Manfaatnya juga berdampak pada relasi sosial di lingkungan sekolah. Tawa, meskipun pura-pura, menciptakan efek domino psikologis yang mempererat ikatan antarindividu. Siswa yang terbiasa tertawa bersama, bahkan dalam suasana formal, cenderung memiliki empati lebih tinggi dan komunikasi yang lebih terbuka.

Namun tentu saja, pendekatan ini bukan tanpa kritik. Sebagian orang mungkin menilai bahwa berpura-pura tertawa bisa terasa artifisial, bahkan munafik. Tapi perlu dipahami, ini bukan soal menipu diri sendiri, melainkan memanfaatkan mekanisme alami tubuh untuk mengaktifkan sistem keseimbangan emosi.

Justru ketika seseorang memaksa dirinya tersenyum atau tertawa dalam situasi sulit, itu bisa menjadi langkah awal keluar dari lingkaran stres atau keputusasaan.

Langkah-langkah kecil ini bisa diterapkan dengan mudah. Misalnya, sekolah dapat menyisipkan laughing break di sela kegiatan belajar, guru dapat memancing siswa untuk tertawa saat menjelaskan materi sulit, atau orang tua dapat mengajak anak-anak tertawa pura-pura saat suasana di rumah terasa tegang. Yang penting adalah konsistensi dan kesadaran akan manfaatnya.

Trik ini bahkan sudah diadopsi dalam berbagai terapi tertawa (laughter therapy) di sejumlah negara.
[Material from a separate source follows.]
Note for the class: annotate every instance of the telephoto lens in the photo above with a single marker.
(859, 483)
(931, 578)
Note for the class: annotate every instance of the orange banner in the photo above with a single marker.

Terapi ini mengandalkan gerakan tertawa buatan sebagai pemicu kebahagiaan alami.

Banyak pasien depresi dan gangguan kecemasan yang menunjukkan perbaikan kondisi hanya dengan teknik ini, tanpa obat-obatan berat.

Untuk pelajar dan tenaga pendidik, ini adalah kabar baik. Di tengah berbagai tekanan kurikulum, tuntutan capaian akademik, dan dinamika sosial yang rumit, strategi sederhana seperti pura-pura tertawa bisa menjadi senjata ampuh yang murah, aman, dan langsung terasa efeknya.

Kesimpulannya, tertawa memang bukan selalu soal lucu. Kadang, itu adalah bentuk perlawanan terhadap stres. Dan yang lebih mengejutkan: otak Anda tak bisa membedakan mana yang nyata dan mana yang pura-pura. Jadi, kenapa tidak mencoba tertawa meski hanya dibuat-buat dan rasakan manfaatnya bagi tubuh dan pikiran Anda?

Demikian informasi terkini dilansir dari https://www.instagram.com/voxnative/

Ingin mencoba? Ayo tertawa sekarang… ha… ha… ha…
Siapa tahu, hari ini bisa terasa lebih ringan hanya dengan memancing senyum di wajah Anda sendiri.